The first stage is the node and zone selection stage. Longhorn will filter the node and zone based on the Replica Node Level Soft Anti-Affinity and Replica Zone Level Soft Anti-Affinity settings.

The second stage is the disk selection stage. Longhorn will filter the disks that satisfy the first stage based on the Replica Disk Level Soft Anti-Affinity, Storage Minimal Available Percentage, Storage Over Provisioning Percentage, and other disk-related factors like requested disk space.

The Node and Zone Selection Stage

First, Longhorn will always try to schedule the new replica on a new node with a new zone if possible. In this context, "new" means that a replica for the volume has not already been scheduled to the zone or node, and "existing" refers to a node or zone that already has a replica scheduled to it.

At this time, if both the Replica Node Level Soft Anti-Affinity and Replica Zone Level Soft Anti-Affinity settings are un-checked, and if there is no new node with a new zone, Longhorn will not schedule the replica.

Then, Longhorn will look for a new node with an existing zone.
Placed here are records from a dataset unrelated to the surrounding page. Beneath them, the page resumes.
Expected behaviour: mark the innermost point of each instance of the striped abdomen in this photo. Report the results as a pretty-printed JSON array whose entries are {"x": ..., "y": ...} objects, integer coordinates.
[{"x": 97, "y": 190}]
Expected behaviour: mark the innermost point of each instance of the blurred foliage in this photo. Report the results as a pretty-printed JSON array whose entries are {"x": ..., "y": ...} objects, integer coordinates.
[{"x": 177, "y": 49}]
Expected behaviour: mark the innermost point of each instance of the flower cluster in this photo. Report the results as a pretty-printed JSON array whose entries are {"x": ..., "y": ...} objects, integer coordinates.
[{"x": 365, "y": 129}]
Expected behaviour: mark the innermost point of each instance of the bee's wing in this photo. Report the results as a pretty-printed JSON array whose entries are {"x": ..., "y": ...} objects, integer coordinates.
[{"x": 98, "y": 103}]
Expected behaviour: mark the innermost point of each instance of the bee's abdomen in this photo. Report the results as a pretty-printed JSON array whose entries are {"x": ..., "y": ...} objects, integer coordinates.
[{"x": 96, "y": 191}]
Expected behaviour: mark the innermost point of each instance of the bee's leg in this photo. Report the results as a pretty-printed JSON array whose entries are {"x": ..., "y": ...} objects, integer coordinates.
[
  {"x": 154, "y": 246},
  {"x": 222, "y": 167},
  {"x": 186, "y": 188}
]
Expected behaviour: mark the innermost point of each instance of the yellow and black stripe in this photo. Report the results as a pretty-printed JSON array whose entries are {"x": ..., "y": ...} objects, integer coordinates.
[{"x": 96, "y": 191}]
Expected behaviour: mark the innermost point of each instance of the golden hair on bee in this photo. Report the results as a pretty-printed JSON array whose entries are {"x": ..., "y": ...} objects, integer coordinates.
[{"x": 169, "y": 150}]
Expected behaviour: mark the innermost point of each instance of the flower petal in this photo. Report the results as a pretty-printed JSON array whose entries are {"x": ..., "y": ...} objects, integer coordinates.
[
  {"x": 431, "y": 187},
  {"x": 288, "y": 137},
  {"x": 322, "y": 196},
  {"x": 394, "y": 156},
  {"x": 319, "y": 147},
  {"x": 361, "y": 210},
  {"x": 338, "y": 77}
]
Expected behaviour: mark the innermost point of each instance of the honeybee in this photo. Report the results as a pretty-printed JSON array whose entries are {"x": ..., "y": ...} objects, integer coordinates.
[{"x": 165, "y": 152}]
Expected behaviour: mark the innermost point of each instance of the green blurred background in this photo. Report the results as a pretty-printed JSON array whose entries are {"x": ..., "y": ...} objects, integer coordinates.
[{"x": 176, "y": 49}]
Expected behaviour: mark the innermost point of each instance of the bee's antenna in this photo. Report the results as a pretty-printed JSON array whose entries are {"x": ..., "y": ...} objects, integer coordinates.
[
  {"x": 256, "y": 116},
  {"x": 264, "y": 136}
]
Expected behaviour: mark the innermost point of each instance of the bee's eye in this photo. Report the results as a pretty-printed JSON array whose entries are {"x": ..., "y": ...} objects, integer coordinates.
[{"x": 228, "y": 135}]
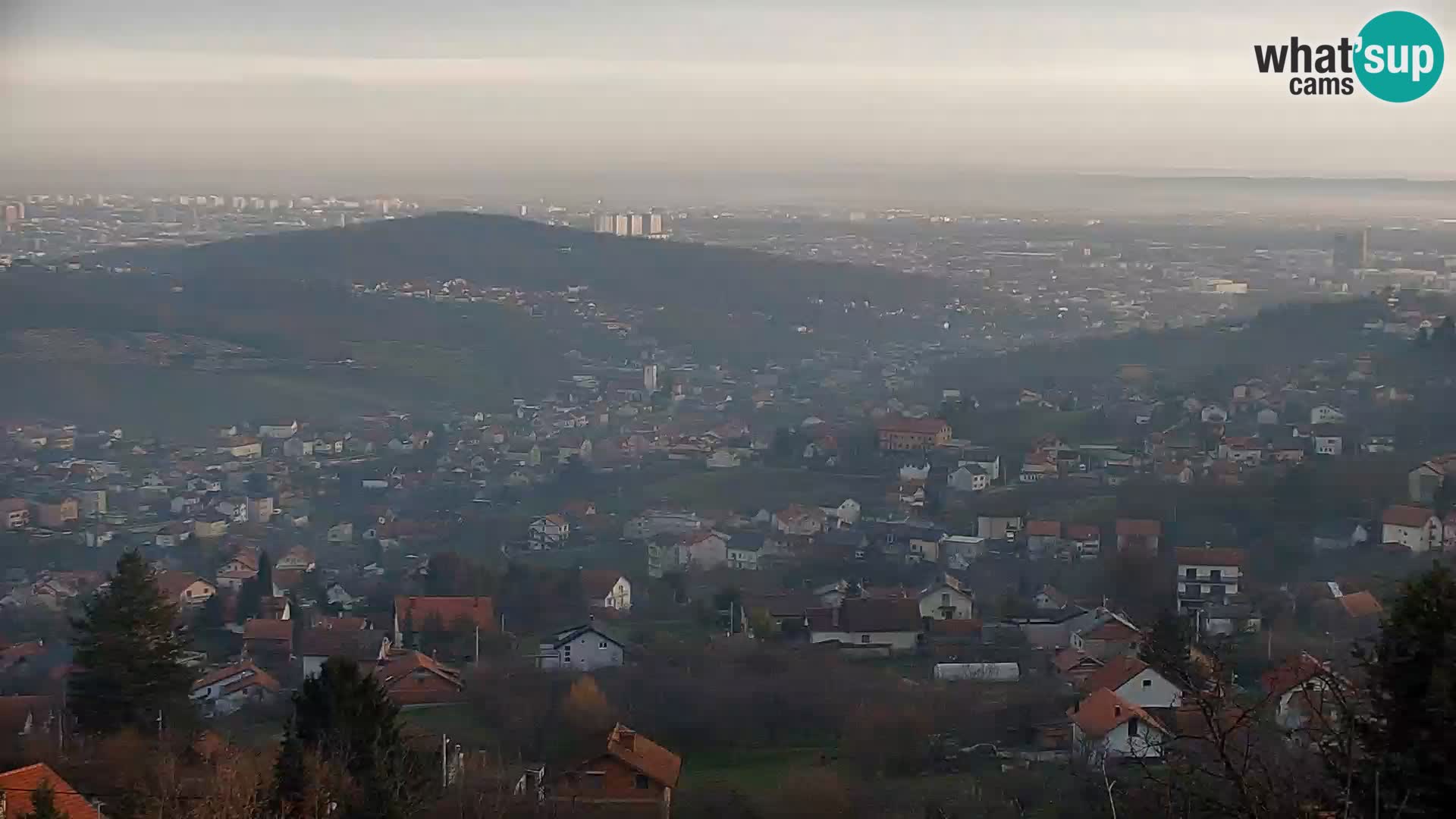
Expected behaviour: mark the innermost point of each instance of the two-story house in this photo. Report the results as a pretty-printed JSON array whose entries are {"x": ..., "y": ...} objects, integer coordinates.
[
  {"x": 1411, "y": 526},
  {"x": 1207, "y": 576},
  {"x": 606, "y": 589},
  {"x": 582, "y": 648},
  {"x": 548, "y": 532},
  {"x": 632, "y": 777}
]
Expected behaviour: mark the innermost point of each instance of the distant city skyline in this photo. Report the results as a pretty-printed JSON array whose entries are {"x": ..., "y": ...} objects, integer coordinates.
[{"x": 455, "y": 93}]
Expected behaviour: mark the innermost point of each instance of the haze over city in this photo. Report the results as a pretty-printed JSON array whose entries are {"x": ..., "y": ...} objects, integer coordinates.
[{"x": 437, "y": 95}]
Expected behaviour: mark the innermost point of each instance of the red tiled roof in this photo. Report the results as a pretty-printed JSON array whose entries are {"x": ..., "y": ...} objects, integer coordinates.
[
  {"x": 14, "y": 711},
  {"x": 1142, "y": 528},
  {"x": 1197, "y": 556},
  {"x": 1101, "y": 711},
  {"x": 1405, "y": 516},
  {"x": 1293, "y": 673},
  {"x": 1069, "y": 659},
  {"x": 598, "y": 583},
  {"x": 916, "y": 426},
  {"x": 865, "y": 614},
  {"x": 274, "y": 630},
  {"x": 1044, "y": 528},
  {"x": 1114, "y": 673},
  {"x": 479, "y": 611},
  {"x": 644, "y": 755},
  {"x": 20, "y": 783}
]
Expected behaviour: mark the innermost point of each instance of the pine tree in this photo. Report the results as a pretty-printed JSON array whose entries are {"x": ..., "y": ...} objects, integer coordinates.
[
  {"x": 1410, "y": 735},
  {"x": 1166, "y": 645},
  {"x": 128, "y": 651},
  {"x": 264, "y": 575},
  {"x": 346, "y": 717},
  {"x": 42, "y": 803}
]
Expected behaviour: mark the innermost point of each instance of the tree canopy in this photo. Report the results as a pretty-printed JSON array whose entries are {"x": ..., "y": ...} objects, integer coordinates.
[{"x": 128, "y": 654}]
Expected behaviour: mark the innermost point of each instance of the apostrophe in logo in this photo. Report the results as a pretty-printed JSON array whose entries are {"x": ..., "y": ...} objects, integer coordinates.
[
  {"x": 1400, "y": 57},
  {"x": 1397, "y": 57}
]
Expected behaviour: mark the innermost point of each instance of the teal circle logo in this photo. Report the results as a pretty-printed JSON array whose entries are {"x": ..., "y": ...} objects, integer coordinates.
[{"x": 1400, "y": 57}]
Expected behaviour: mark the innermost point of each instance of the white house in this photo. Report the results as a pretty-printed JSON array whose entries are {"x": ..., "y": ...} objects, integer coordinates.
[
  {"x": 723, "y": 460},
  {"x": 1207, "y": 576},
  {"x": 946, "y": 601},
  {"x": 892, "y": 624},
  {"x": 799, "y": 521},
  {"x": 968, "y": 480},
  {"x": 548, "y": 532},
  {"x": 235, "y": 687},
  {"x": 582, "y": 648},
  {"x": 1411, "y": 526},
  {"x": 705, "y": 550},
  {"x": 745, "y": 551},
  {"x": 1136, "y": 682},
  {"x": 1107, "y": 726},
  {"x": 607, "y": 589},
  {"x": 1329, "y": 442}
]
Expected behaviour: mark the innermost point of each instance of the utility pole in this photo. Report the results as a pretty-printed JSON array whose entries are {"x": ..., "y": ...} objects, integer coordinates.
[{"x": 444, "y": 763}]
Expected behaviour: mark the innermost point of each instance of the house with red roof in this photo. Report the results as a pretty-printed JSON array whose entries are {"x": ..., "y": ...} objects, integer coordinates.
[
  {"x": 1109, "y": 726},
  {"x": 20, "y": 784},
  {"x": 1136, "y": 682},
  {"x": 606, "y": 589},
  {"x": 235, "y": 687},
  {"x": 1139, "y": 537},
  {"x": 884, "y": 623},
  {"x": 184, "y": 588},
  {"x": 897, "y": 433},
  {"x": 1414, "y": 528},
  {"x": 632, "y": 776}
]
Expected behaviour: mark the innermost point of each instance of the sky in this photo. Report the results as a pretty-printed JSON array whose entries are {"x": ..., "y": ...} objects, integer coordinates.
[{"x": 446, "y": 91}]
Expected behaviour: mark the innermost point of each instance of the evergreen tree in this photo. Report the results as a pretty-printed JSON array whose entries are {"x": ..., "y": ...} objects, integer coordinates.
[
  {"x": 1410, "y": 733},
  {"x": 127, "y": 654},
  {"x": 346, "y": 717},
  {"x": 213, "y": 615},
  {"x": 264, "y": 575},
  {"x": 290, "y": 774},
  {"x": 1166, "y": 645},
  {"x": 42, "y": 803}
]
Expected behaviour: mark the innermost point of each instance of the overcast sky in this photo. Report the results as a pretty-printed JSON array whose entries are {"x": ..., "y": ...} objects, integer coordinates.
[{"x": 443, "y": 86}]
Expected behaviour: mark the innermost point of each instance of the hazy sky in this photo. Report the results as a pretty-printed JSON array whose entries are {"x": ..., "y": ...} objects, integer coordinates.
[{"x": 462, "y": 86}]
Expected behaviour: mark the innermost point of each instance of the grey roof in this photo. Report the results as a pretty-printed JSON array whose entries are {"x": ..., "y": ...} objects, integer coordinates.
[{"x": 571, "y": 632}]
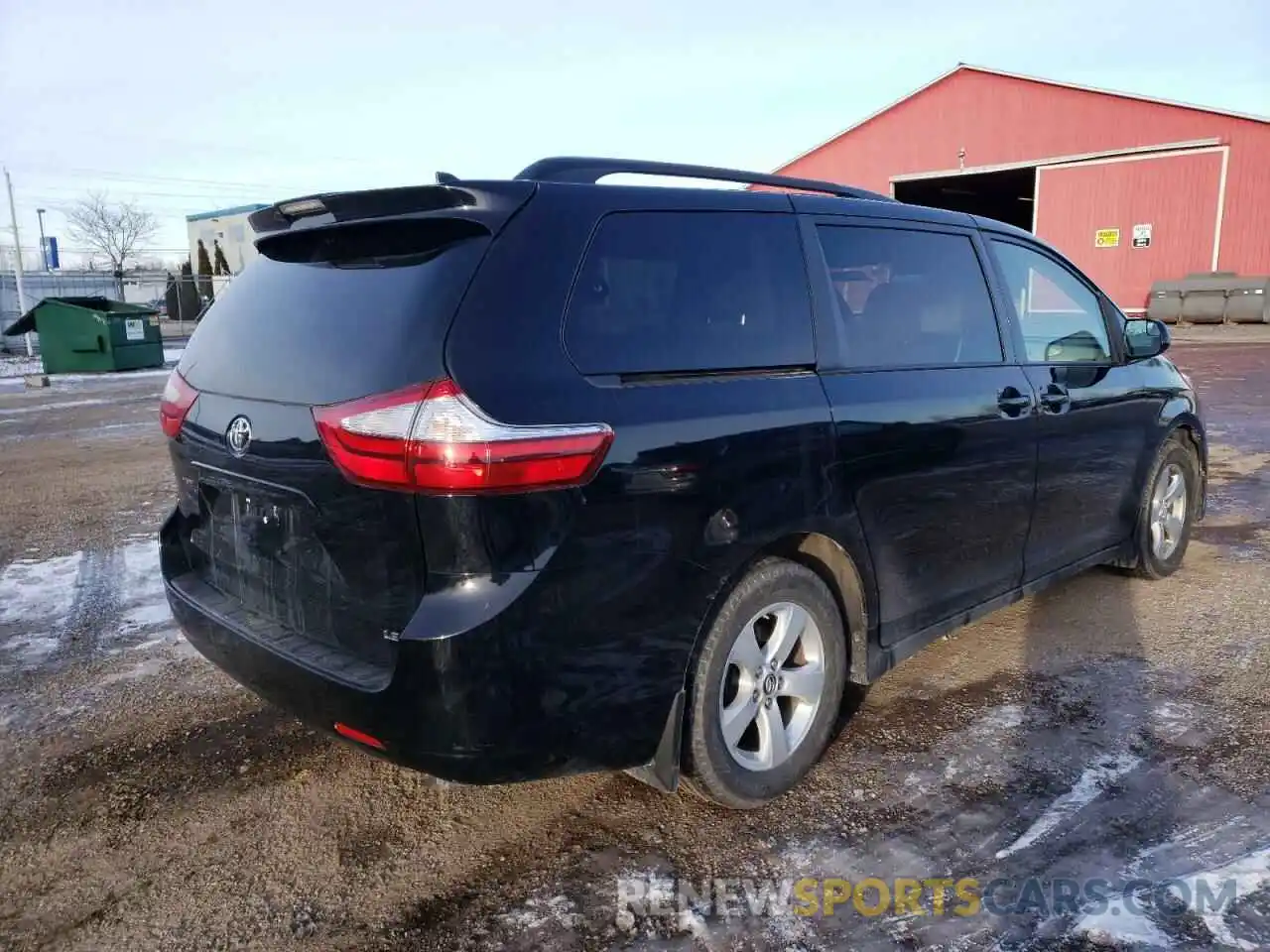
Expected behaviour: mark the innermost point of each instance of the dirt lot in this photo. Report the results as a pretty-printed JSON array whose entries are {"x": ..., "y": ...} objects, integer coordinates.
[{"x": 1107, "y": 729}]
If possible, it will schedule the new replica on the new node with an existing zone.

At this time, if Replica Node Level Soft Anti-Affinity is un-checked and Replica Zone Level Soft Anti-Affinity is checked, and there is no new node with an existing zone, Longhorn will not schedule the replica.

Last, Longhorn will look for an existing node with an existing zone to schedule the new replica. At this time both Replica Node Level Soft Anti-Affinity and Replica Zone Level Soft Anti-Affinity should be checked.

Disk Selection Stage

Once the node and zone stage is satisfied, Longhorn will decide whether it can schedule the replica on any disk of the node. Longhorn will check the available disks on the selected node with the matching tag, the total disk space, and the available disk space. It will also check whether another replica already exists and whether anti-affinity is set to be "hard" (no sharing) or "soft" (prefer not to share.)

For example, after the node and zone stage, Longhorn finds Node A satisfies the requirements for scheduling a replica to the node. Longhorn will check all the available disks on this node.

Assume this node has two disks and neither one has another replica: Disk X with available space 1 GB, and Disk Y with available space 2 GB. And the replica Longhorn going to schedule needs 1 GB. With default Storage Minimal Available Percentage 25, Longhorn can only schedule the replica on Disk Y if this Disk Y matches the disk tag, otherwise Longhorn will return failure on this replica selection. But if the Storage Minimal Available Percentage is set to 0, and Disk X also matches the disk tag, Longhorn can schedule the replica on Disk X.

Now suppose one of the potential candidate disks has an existing replica and `Replica Disk Soft Anti-Affinity" is set to true. In principle, Longhorn would be allowed to choose either disk, but in practice, it will avoid the existing replica and place the new replica on another disk, even if it is an otherwise inferior choice.

Settings

For more information on settings that are relevant to scheduling replicas on nodes and disks, refer to the settings reference:

Disable Scheduling On Cordoned Node
Replica Soft Anti-Affinity (also called Replica Node Level Soft Anti-Affinity)
Replica Zone Level Soft Anti-Affinity
Replica Disk Level Soft Anti-Affinity
Storage Minimal Available Percentage
Storage Over Provisioning Percentage
Allow Empty Node Selector Volume
Allow Empty Disk Selector Volume

Notice

Longhorn relies on label topology.kubernetes.io/zone=<Zone name of the node> or topology.kubernetes.io/region=<Region name of the node> in the Kubernetes node object to identify the zone/region.

Since these are reserved and used by Kubernetes as well-known labels.